Cette lettre fait ressortir la nature temporaire de l'affectation de M. Lam en Chine et le désir de son épouse d'être avec lui durant cette période.

[36]      Dans l'affaire Koo, Re, précitée, paragraphe 13, le juge Reed a déclaré que l'un des critères pertinents était la question de savoir si l'absence du Canada peut être imputable " à une situation manifestement temporaire (par exemple, avoir quitté le Canada pour travailler comme missionnaire, suivre des études, exécuter un emploi temporaire [et] accompagner son conjoint, qui a accepté un emploi temporaire à l'étranger) "41. D'après les renseignements que la demanderesse a fournis au juge de la citoyenneté, l'affidavit de son mari et la lettre de Greenpeace, la situation de la demanderesse correspond exactement à ce critère.

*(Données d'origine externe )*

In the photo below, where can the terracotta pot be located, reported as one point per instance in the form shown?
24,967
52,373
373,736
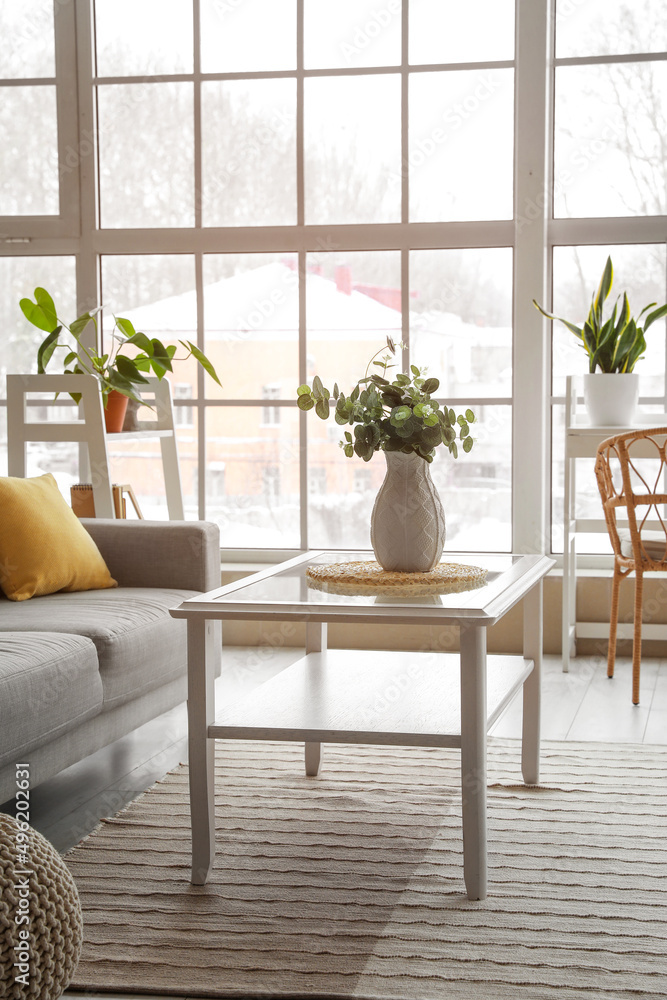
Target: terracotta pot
408,522
114,411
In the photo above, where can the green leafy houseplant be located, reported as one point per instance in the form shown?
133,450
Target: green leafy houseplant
391,415
115,370
618,343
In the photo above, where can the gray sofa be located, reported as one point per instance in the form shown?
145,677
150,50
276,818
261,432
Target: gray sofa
78,671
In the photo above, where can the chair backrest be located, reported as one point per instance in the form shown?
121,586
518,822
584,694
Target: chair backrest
638,489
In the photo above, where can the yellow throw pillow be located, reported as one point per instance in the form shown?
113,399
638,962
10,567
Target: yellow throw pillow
43,546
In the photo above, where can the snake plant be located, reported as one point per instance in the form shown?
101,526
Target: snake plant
615,344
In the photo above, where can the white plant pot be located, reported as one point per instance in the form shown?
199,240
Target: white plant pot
408,522
611,400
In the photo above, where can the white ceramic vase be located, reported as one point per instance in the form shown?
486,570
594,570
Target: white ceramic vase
408,522
611,399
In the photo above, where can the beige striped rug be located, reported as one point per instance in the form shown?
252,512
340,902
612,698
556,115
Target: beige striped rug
350,885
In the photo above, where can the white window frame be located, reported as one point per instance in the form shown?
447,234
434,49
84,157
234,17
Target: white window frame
532,233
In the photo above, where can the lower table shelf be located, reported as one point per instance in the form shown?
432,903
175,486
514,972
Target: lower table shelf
360,696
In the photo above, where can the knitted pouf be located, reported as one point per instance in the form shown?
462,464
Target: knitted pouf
41,927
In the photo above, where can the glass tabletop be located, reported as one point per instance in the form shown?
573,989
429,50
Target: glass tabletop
287,587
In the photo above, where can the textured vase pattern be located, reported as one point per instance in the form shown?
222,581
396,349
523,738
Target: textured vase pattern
408,522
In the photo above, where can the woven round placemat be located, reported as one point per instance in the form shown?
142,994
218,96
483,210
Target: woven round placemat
369,578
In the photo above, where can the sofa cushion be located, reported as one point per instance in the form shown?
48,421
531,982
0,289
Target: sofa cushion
43,546
139,645
49,684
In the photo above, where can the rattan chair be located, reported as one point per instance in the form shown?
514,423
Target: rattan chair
629,490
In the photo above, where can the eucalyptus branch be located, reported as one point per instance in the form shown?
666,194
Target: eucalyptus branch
391,416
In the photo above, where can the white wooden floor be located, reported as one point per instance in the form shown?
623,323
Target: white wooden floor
581,705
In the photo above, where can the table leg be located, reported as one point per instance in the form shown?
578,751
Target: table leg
473,758
204,648
532,686
316,642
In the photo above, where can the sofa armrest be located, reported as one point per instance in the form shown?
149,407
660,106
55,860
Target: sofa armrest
180,554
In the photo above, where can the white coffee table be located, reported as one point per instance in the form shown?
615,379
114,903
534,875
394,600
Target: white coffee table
426,698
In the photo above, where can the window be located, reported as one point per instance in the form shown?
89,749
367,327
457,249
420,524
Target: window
270,414
285,184
610,113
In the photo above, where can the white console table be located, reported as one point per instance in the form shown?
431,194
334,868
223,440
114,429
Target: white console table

[37]      En guise de conclusion, il convient de rappeler les principales déclarations que fait le juge de la citoyenneté dans sa décision, supra, paragraphe 6. Il reconnaît que la personne qui a centralisé son mode d'existence personne au Canada peut s'absenter temporairement sans contrevenir à l'alinéa 5(1)c). Cette affirmation semble correspondre au principe énoncé dans l'affaire Papadogiogakis. Pourtant, il ne tire aucune conclusion sur la question de savoir si la demanderesse s'est établie au Canada entre 1993 et 1996. Il déclare ensuite : " Un examen des faits vous concernant et de la jurisprudence pertinente m'a amené à conclure que vous n'avez pas conservé des attaches suffisantes avec le Canada durant vos absences pour que ces absences prolongées soient considérées comme des périodes de résidence en vertu de la Loi. " Malgré les renseignements qu'il avait en sa possession sur la nature temporaire de l'affectation du mari de la demanderesse, le juge de la citoyenneté n'a pas, pour se prononcer ainsi, appliqué les critères énoncés dans l'affaire Koo, Re lorsqu'il a apprécié les faits. Ces deux erreurs justifient l'intervention de la Cour.


[38]      Par conséquent, le présent appel est accueilli.

                                 " Allan Lutfy "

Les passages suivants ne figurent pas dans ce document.